Natur und Gesellschaft sind hochkomplex. Mit einfachen Logiken lassen sich weder Kriege noch Ausbeutung noch die Unterdrückung von Tieren erklären. Wer daraus schließt, es wäre umsonst, überhaupt im Alltag Politik umzusetzen, zeigt Denkfaulheit. Denn das etwas komplex ist, heißt ja nur, dass wir mehr Gehirnzellen aktivieren müssen, um es zu hinterfragen, zu analysieren und Handlungsstrategien zu entwerfen (die wiederum zu hinterfragen, weiterzuentwickeln sind usw.). Das klingt anstrengend, das ist anstrengender als das binär ausgerichtete Leben in plattestem Denken, aber ich will genau dafür werben: Leben heißt sich entfalten. Der Kopf gehört dazu. Beim Vögeln, bei der Ausstattung der Wohnung oder der Planung eines Urlaubes geht es doch auch nicht nur um das Durchziehen der einfachst denkbaren Variante, oder? (Na gut, viele gehen da wohl auch so vor ...). Warum also sollten wir nicht das Organ kräftig benutzen, dass sich in der Evolution schon bemerkenswert stark entwickelt hat: Das Gehirn? Entdecke die Möglichkeiten... Es gibt nicht den richtigen Weg, denn aufgrund der Komplexität von Leben und Gesell-schaft ist nie vorhersehbar, was genau wie wirkt. Was Menschen steuern können, ist aber trotzdem viel. Trainiert werden muss der hinterfragende Blick und das kreative Denken: Was sind meine Ziele? Wie genau sehe ich hin und versuche, die Wirkungsketten zu durchschauen? Welche Handlungsmöglichkeiten habe ich? Überprüfe ich das, was das Handeln bewirkt?

Kein Mensch ist aber den Rahmenbedingungen hilflos ausgeliefert. Sie lassen sich auch verändern. So können Wirkungsketten verkürzt werden, z.B. die schon benannte Direktvermarktung, die Wirtschaft in freier Vereinbarung statt über einen anonymen Markt. Damit ist nicht Tausch gemeint, der ist wieder binär (eins gegen eins ...), sondern ein schon komplexes, aber nicht anonymisiertes Geflecht von Konsum und Produktion, wo Transparenz herstellbar ist und Vereinbarungen getroffenen werden können, die das Geschehen einigermaßen absehbar verändern.

Kein Mensch muss allein handeln. Wirkungen lassen sich potenzieren, wenn Kooperationen entstehen. Am Ende steht der politische Alltag - das Leben mit Blick auf die Rahmenbedingungen, das Veränderungspotential in ihnen und die eigenen Handlungsmöglichkeiten ist in allen Bereichen spannend, innovativ, von gesellschaftlicher Sprengkraft. Es gibt nichts Richtiges im Falschen. Schon weil alles hochkomplex ist, kann es gar kein richtiges Leben geben.

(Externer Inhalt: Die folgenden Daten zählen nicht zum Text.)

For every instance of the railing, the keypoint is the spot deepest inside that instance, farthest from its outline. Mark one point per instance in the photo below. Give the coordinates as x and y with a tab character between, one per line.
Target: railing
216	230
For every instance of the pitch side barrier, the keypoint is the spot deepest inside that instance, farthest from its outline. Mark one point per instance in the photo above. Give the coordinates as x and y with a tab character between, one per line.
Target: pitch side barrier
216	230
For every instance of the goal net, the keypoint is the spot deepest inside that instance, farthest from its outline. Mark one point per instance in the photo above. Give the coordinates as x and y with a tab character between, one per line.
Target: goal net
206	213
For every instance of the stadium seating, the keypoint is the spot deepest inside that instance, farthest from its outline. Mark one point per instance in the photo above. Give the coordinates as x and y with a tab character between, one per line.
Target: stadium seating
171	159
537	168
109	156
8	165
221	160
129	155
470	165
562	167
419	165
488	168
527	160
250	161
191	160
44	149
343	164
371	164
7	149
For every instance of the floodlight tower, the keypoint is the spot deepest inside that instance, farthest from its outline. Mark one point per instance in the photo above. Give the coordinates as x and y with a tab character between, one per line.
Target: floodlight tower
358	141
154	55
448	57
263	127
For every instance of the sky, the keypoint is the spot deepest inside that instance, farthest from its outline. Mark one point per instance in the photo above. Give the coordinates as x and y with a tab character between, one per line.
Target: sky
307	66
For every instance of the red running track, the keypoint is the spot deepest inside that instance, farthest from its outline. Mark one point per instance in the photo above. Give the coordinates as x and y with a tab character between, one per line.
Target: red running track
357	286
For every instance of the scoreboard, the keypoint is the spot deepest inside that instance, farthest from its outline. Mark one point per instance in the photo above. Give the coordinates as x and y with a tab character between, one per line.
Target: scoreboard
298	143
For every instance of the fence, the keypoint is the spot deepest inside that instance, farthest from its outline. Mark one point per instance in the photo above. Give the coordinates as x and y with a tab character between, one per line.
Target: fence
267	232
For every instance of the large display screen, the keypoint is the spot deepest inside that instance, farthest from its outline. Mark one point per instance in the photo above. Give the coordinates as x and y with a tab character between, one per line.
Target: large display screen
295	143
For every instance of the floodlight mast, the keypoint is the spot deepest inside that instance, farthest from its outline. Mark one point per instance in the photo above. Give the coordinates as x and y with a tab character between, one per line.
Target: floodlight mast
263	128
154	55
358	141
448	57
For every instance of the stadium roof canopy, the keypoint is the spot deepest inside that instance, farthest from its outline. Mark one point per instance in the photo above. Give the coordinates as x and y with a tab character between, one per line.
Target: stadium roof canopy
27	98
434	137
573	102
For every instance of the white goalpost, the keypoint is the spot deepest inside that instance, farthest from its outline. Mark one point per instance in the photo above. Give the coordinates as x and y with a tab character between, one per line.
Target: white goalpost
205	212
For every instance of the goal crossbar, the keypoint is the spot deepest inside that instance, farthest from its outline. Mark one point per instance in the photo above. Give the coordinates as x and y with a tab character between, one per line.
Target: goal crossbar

Zudem reicht die Kraft eines Menschen und die Zeit eines Lebens nicht, um all das zu verändern, was nötig wäre, um nicht immer wieder ungewollte Wirkungen zu übersehen oder durch äußere Umstände zu ihnen gezwungen zu sein. Aber wer hinguckt und aktiv analysiert und steuert, beginnt die Veränderung und Ausweitung der Handlungsmöglichkeiten. Es wird weniger falsch im Falschen.